Peace Table Procedures

 

·        Agree to resolve the conflict

·        No name calling

·        Take turns talking, using “I” statements.

·        Be clear and truthful about what is bothering you and what you really need.

·        Listen to the other person. Don’t interrupt.

·        Use your brain, not your hands.

·        Be willing to compromise.

 

 

Steps to Resolving Conflicts:

 

1.                 STOP! Don’t let the conflict get worse.

2.                 SAY what the conflict is about.

3.                 THINK of the positive options. How can you meet each other’s needs and be fair?

4.                 CHOOSE a positive option each of you can agree on.

 

 

 

WEB LINKS FOR CONFLICT RESOLUTION:

 

http://www.goodcharacter.com/YCC/ResolvingConflicts.html

 

http://www.learningpeace.com/pages/LP_04.htm

 

http://www.safeyouth.org/scripts/teens/conflict.asp#res

 

 

Seven Norms of Collaboration

From the book: “The Mentoring Year” by Susan Udelhofen and Kathy Larson.

These norms are used when mentoring teachers, however I feel they are excellent lifelong skills when communicating with or working in a group.  

1.    Pause: It takes from three to five seconds for most people to process high level thoughts; therefore, pausing is essential for critical thinking.  Here are some examples:

·       The speaker allows time for thought after a question or a response

·       Respondents pause before responding to a question or comment

·       Individuals take time to allow ideas and questions to settle in and to reflect on what they have heard.

 

2.    Paraphrase: A well-crafted paraphrase sends the message, “I am trying to understand you-and, therefore, I value what you have to say.”  To paraphrase effectively, listen carefully and observe both the content and emotions of the speaker. Signal your intention to paraphrase by using a reflective stem.  Some examples of reflect stems:

·       You’re suggesting…

·       You’re proposing…

·       So, you are thinking that…

·       So, what you’re wondering is…

·       You’re pondering the effects of…

·       Your hunch is that…

 

3.    Probe for specificity:  To identify generalizations, deletions, and distortions, gently probe for specificity when you hear:

·       Vague nouns and pronouns such as “they.”

·       Subjective words such as “improve”, “unmotivated”, “disrupting”, or “hyperactive.”

·       Comparators such as “best”, “slower”, etc. Ask for the criteria used to make the comparison.

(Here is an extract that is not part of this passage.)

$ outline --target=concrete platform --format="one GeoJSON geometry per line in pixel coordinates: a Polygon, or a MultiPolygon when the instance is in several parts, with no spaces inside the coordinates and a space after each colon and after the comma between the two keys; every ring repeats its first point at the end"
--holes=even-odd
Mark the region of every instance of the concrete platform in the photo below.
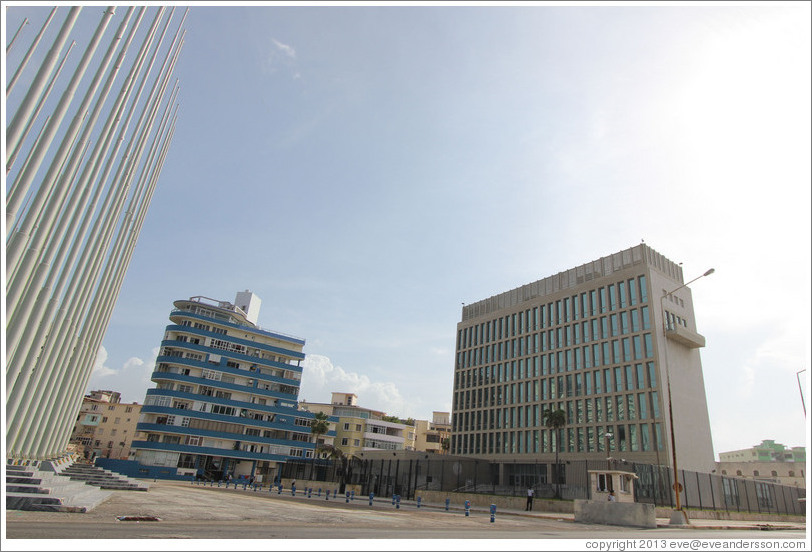
{"type": "MultiPolygon", "coordinates": [[[[444,504],[418,508],[414,501],[401,501],[396,508],[391,499],[380,498],[369,506],[366,497],[346,502],[340,496],[328,501],[324,495],[307,498],[301,490],[293,497],[289,490],[280,495],[267,488],[252,491],[158,481],[149,493],[115,491],[109,500],[83,514],[7,511],[6,530],[10,539],[538,539],[540,544],[534,549],[541,549],[547,547],[543,544],[547,539],[803,539],[805,529],[798,523],[764,527],[762,523],[716,520],[673,528],[668,519],[658,519],[657,528],[637,530],[575,523],[572,514],[522,510],[497,511],[493,523],[489,517],[485,508],[472,508],[466,516],[462,504],[452,504],[446,511],[444,504]],[[146,518],[159,521],[120,521],[146,518]]],[[[179,546],[176,543],[173,541],[173,548],[179,546]]]]}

·       Rule words: “You shouldn’t”, “We have to”. Probe for the rules behind such statements; ask, “Where is it written?”

 

4.    Put ideas on the table:  Groups work productively when their members put forward ideas that are supported by data, both qualitative and quantitative. Observations about student learning, school climate, teacher satisfaction, parental attitudes, and the like, are important ideas for mentors, mentees, and colleagues to discuss.  While an idea might start as a hunch or intuition, you should seek to support your ideas with evidence.  If your ideas change or are influenced by the ideas and data of others, state how you modified your original idea and why.

 

5.    Pay attention to yourself and others:  Ideas don’t exchange themselves. They are shared by people, each with his, or her, own goals, moods, and styles of learning and self-expression.  Pay careful attention to how your own ideas and emotions, as well of those around you, are affecting the dialogue.

 

6.    Presume positive intentions:  Honest conversation requires that participants believe in each other’s positive intentions. When you presume that colleagues/friends share your goals for learning and professional growth, are less likely to interpret their comments as threats or challenges.

 

7.    Pursue a balance between advocacy and inquiry:  Strive to spend as much time and energy inquiring into the ideas of others as you do in advocating for your own ideas.